Idrissa Seck est alors au cœur du régime libéral. Ministre d’État, directeur de cabinet du président puis Premier ministre en novembre 2002. Il se fait l’avocat de la bonne gouvernance. Les résultats sont au rendez-vous avec des taux de croissance record de 6,68% en 2003 et 5,87% en 2004. Fidèle élève de « Niomboor », dont il se définissait alors comme le jardinier des rêves, il migra, pour le paraphraser, vers la station primatoriale, en 2002. « Il connaît ma pensée. Je n’ai pas besoin de fournir de grandes explications pour qu’il comprenne ce que je veux dire. Je lui fais confiance, c’est mon fils », disait de lui l’ancien chef de l’État.
Mais, les relations entre Idy et son mentor finissent par se dégrader. Le « fils d’emprunt » est accusé, au nom d’une dualité réelle ou supposée, de vouloir écarter « le père ». Il est limogé le 21 avril 2004 et remplacé par un certain Macky Sall.

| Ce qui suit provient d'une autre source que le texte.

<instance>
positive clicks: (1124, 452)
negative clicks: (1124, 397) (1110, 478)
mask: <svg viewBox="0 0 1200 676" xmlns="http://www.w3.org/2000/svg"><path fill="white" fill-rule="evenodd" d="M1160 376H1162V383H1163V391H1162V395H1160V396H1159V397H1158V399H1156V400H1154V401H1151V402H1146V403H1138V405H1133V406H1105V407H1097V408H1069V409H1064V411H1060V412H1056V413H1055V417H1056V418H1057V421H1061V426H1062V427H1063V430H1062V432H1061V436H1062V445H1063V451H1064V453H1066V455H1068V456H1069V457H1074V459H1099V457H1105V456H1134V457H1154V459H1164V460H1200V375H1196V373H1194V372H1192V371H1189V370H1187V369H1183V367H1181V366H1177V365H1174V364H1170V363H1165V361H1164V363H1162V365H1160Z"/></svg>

« Ils m’ont sali, ils ont raconté n’importe quoi sur moi. Ils ont fait une propagande mensongère contre moi », avait-il déclaré.

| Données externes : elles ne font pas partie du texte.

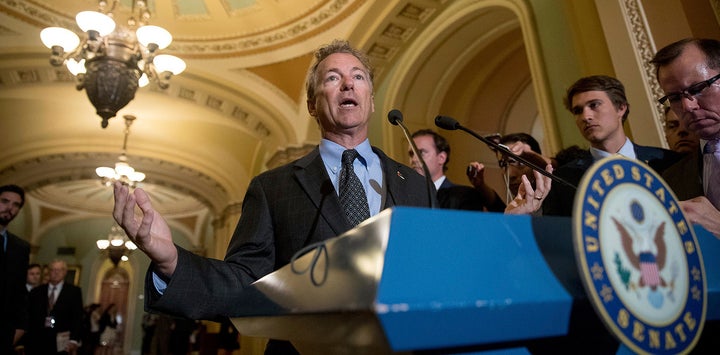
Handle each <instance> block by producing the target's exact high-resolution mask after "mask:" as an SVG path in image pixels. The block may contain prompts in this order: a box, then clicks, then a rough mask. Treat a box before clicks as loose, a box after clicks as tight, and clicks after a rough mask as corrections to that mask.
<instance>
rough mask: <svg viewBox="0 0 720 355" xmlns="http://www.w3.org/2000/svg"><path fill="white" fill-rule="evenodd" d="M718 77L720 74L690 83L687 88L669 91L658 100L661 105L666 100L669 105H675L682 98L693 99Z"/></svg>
mask: <svg viewBox="0 0 720 355" xmlns="http://www.w3.org/2000/svg"><path fill="white" fill-rule="evenodd" d="M718 79H720V74H718V75H715V76H713V77H712V78H710V79H708V80H704V81H701V82H699V83H695V84H692V85H690V86H688V88H687V89H685V90H682V91H680V92H671V93H669V94H667V95H665V96H663V97H661V98H660V100H658V102H660V104H661V105H665V103H666V102H667V103H668V104H670V106H673V105H677V104H679V103H680V100H682V98H683V97H684V98H686V99H688V100H690V101H693V100H695V96H698V95H700V93H701V92H702V91H703V90H705V89H707V88H708V87H709V86H710V85H712V84H713V83H714V82H716V81H718Z"/></svg>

C’est alors la disgrâce, qui ne s’arrête pas là. Idrissa Seck est accusé d’avoir détourné des sommes importantes dans l’affaire dite « des chantiers de Thiès ». Il est arrêté le 23 juillet 2005. La majorité parlementaire vote sa mise en accusation devant la haute cour de justice pour détournement de fonds, corruption, faux et usage de faux, atteinte à la défense nationale et à la sûreté de l’Etat. Après plus de 6 mois à la prison de Rebeuss, il bénéficie d’un non-lieu. Il est libéré. Selon lui, ce sont les moments les plus douloureux de sa carrière politique.
« J’ai encore le souvenir frais de ma fille qui n’avait pas encore 5-6 ans, qui est venue s’enlacer contre moi en me disant: qu’est-ce qui se passe Papa? J’en ai encore le souvenir », a-t-il confié.
Alors que certains analystes persistaient à croire qu’il est victime de « son caractère orgueilleux », son « élève » Yankhoba Diattara, botte en touche : « C’est son niveau d’instruction, son éducation, son parcours et les enseignements religieux qui sont à l’origine de tout cela. Il a un parcours qui pourrait, en principe, lui permettre d’asseoir un projet politique pas difficile à comprendre ».
Aujourd’hui, après un long mutisme, Idrissa Seck est sorti de sa carapace en annonçant vouloir signer avec les Sénégalais un nouveau ‘’Pacte’’ (Paix-autorité-compassion-travail et espoir », du nom de son programme politique. Une vision qu’il veut mettre en œuvre dans tout le pays, après l’avoir expérimentée à Thiès, sa ville natale, quand il était aux affaires.